The option "firstalias" will configure the Virtual IP ahead of the interface ip address, since ifconfig will not make the ip address configuration be persistent through reboots, so the Virtual IP address needs to be re-configured right after the management node is rebooted. This non-persistent Virtual IP address is designed to avoid ip address conflict when the crashed previous primary management is recovered with the Virtual IP address configured.

2. Add the alias ip address into the /etc/resolv.conf as the nameserver. Change the hostname resolution order to be using /etc/hosts before using name server.
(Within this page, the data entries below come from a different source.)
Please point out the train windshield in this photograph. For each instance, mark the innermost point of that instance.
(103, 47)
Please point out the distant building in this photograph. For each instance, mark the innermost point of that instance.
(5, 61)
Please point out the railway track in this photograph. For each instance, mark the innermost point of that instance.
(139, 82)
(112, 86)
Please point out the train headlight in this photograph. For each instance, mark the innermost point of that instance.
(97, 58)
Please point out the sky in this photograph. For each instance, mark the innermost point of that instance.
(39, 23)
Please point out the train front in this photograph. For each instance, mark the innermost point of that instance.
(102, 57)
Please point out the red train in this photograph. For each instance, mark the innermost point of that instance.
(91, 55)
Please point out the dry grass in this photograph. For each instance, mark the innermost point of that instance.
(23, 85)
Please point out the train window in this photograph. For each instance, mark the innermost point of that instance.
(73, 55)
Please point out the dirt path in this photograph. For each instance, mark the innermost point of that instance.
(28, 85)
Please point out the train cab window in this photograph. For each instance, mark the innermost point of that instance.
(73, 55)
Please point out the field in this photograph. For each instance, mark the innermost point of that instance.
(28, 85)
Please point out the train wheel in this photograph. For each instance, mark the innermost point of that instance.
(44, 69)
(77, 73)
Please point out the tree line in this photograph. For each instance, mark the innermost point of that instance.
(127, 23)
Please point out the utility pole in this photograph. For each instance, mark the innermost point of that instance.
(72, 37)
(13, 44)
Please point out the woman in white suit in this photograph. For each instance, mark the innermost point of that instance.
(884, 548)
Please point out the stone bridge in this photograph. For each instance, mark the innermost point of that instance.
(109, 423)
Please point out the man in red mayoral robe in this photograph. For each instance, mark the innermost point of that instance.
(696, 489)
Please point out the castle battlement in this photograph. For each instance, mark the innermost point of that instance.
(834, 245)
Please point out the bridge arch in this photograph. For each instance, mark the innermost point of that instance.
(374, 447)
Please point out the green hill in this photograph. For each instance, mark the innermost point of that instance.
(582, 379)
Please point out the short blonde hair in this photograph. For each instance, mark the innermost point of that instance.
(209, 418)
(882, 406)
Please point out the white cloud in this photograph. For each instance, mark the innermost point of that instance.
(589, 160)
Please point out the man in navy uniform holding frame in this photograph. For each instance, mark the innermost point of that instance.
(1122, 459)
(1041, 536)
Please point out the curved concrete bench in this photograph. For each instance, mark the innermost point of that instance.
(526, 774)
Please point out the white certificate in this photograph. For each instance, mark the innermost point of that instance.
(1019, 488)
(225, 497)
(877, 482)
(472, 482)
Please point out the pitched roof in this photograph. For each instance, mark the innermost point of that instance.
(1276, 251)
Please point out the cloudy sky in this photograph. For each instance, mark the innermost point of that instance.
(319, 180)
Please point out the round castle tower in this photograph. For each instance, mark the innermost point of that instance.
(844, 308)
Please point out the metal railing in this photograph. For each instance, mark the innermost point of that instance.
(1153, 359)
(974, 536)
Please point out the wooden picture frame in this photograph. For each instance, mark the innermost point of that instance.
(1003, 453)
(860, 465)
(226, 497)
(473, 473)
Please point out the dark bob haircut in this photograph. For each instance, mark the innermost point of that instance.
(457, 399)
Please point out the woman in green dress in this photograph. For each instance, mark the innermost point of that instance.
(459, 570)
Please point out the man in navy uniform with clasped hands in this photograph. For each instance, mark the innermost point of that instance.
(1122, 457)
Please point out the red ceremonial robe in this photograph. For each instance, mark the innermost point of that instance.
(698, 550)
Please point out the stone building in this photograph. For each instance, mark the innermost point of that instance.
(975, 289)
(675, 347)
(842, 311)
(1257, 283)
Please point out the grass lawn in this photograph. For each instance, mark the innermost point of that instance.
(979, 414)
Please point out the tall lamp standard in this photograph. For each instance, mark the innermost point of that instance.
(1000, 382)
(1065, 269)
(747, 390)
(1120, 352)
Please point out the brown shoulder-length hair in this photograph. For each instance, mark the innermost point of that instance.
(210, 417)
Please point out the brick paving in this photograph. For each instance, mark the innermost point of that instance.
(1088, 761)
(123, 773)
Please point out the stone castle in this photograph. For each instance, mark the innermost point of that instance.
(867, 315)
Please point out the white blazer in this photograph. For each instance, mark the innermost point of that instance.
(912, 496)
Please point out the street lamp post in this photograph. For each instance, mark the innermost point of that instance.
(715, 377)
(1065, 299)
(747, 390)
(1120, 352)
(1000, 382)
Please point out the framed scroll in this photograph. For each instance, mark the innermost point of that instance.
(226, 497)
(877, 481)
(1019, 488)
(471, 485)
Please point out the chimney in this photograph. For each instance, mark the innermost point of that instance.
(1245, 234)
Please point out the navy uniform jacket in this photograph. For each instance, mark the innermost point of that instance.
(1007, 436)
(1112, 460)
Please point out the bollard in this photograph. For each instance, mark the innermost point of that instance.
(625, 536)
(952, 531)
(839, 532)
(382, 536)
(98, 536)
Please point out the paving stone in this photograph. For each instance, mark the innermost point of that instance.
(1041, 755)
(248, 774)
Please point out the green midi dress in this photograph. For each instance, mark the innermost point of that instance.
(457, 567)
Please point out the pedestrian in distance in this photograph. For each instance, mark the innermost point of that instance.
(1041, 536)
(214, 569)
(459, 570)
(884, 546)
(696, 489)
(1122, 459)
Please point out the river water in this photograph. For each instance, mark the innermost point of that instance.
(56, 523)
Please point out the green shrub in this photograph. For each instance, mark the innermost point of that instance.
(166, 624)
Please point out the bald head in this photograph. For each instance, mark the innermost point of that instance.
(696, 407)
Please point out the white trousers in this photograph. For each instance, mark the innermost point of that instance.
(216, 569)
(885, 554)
For AIX, change to "hosts=local,bind" in /etc/netsvc.conf; for Linux change to "hosts: files dns" in /etc/nsswitch.conf.

3. Change hostname to the hostname that resolves to the Virtual IP address. This is required for xCAT and DB2 to be setup properly.

4. Install xCAT. The procedure described in [Setting_Up_a_Linux_xCAT_Mgmt_Node] or [XCAT_AIX_Cluster_Overview_and_Mgmt_Node] should be used for the xCAT setup on the primary management node.

5. Check the site table master and nameservers and network tftpserver attribute is the Virtual ip

lsdef site

If not correct:

chdef -t site master=9.114.47.97
chdef -t site nameservers=9.114.47.97
chdef -t network tftpserver=9.114.47.97

Check the policy table to make sure the hostname (aixmn1) of the Management node will resolve to the Virtual ip

tabdump policy  
"1.2","aixmn1",,,,,,"trusted",,

6. Change the databaseloc in site table

chdef -t site databaseloc=/db2database

7. Install DB2. DB2 will be used as the xCAT database system, please refer to the doc [Setting_Up_DB2_as_the_xCAT_DB].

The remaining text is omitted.